As prefeituras de Marabá, Parauapebas e Paragominas, também procuradas pela reportagem, não deram retorno sobre os questionamentos. 

Simineral

Em resposta a uma solicitação feita pelo Grupo Liberal, o Sindicato das Indústrias Minerais do Pará (Simineral) informou que, nos últimos anos, os valores da Cfem apresentaram um crescimento, em razão dos novos projetos e também do aumento da produção das operações. A variação do dólar e os preços de algumas commodities também impactaram positivamente em alguns casos, diz a entidade. "De acordo com dados da ANM, no Brasil, em 2021, a arrecadação da Cfem totalizou R$ 10,2 bilhões, beneficiando 2.635 municípios brasileiros. Desse total, R$ 4,8 bilhões tiveram origem no Estado do Pará, representando cerca de 46,8% do total, com um crescimento de 54,65% em relação ao valor arrecadado pelo Estado no ano anterior", afirma a nota enviada.

O Simineral explica que, dentro da mineração legal, as operações cumprem contratos com valores já determinados anualmente, havendo flutuação em casos específicos, de forma mensal, por conta, por exemplo, de interferências climáticas, características dos primeiros meses do ano no Pará. 

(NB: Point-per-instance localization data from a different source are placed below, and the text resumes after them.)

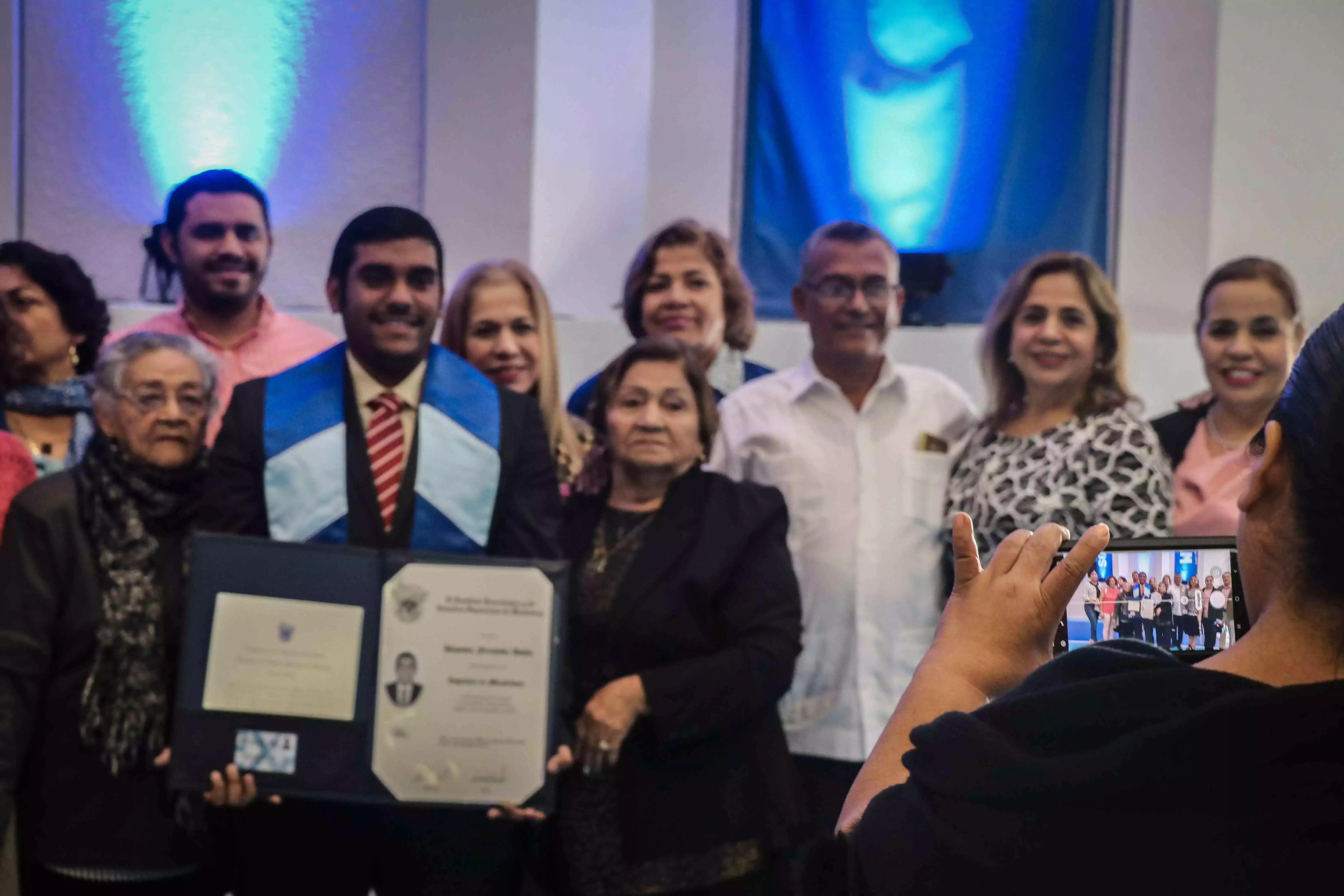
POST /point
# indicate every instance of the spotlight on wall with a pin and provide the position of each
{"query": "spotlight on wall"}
(210, 85)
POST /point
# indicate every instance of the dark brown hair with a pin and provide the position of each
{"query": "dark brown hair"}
(1108, 388)
(77, 302)
(739, 299)
(1248, 269)
(657, 350)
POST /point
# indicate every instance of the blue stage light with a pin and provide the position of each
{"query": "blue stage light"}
(210, 85)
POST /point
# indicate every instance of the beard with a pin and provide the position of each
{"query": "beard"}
(224, 303)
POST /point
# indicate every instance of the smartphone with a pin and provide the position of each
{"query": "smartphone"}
(1183, 596)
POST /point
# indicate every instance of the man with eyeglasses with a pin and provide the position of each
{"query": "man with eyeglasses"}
(862, 449)
(390, 443)
(216, 237)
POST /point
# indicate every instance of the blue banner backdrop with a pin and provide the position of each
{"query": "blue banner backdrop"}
(974, 128)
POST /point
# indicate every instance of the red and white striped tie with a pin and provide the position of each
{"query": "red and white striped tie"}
(388, 453)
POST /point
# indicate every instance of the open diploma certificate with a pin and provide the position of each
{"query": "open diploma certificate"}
(284, 657)
(464, 692)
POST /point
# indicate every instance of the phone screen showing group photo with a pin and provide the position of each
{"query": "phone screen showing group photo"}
(1175, 600)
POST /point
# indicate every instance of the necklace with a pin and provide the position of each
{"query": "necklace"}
(1218, 437)
(36, 447)
(603, 550)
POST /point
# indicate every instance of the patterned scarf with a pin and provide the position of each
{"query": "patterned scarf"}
(123, 504)
(56, 400)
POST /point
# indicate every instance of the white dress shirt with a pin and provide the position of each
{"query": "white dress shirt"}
(865, 516)
(368, 389)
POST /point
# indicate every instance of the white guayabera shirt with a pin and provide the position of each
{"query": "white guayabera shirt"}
(866, 492)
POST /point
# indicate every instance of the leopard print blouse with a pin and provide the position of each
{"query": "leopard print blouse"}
(1108, 468)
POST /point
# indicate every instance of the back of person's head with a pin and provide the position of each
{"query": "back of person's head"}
(739, 299)
(381, 225)
(65, 281)
(841, 232)
(1311, 413)
(1252, 268)
(1108, 388)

"A atividade mineral está presente em todas as regiões do Pará. Dentre os principais municípios paraenses arrecadadores da Cfem destacam-se Parauapebas, Canaã dos Carajás, Marabá, Curionópolis, Paragominas, Itaituba, Terra Santa e Oriximiná. Em 2021, a Agência Nacional de Mineração revelou, ainda, que o Pará foi o maior arrecadador da Compensação Financeira pela Exploração de Recursos Minerais do Brasil. Ao todo, foram 69 municípios do Pará e 222 empresas recolhedoras de CFEM, em 2021. Nesse contexto, Parauapebas e Canaã dos Carajás despontam no cenário brasileiro como os maiores arrecadadores, representando 42% da Cfem", destaca o Sindicato.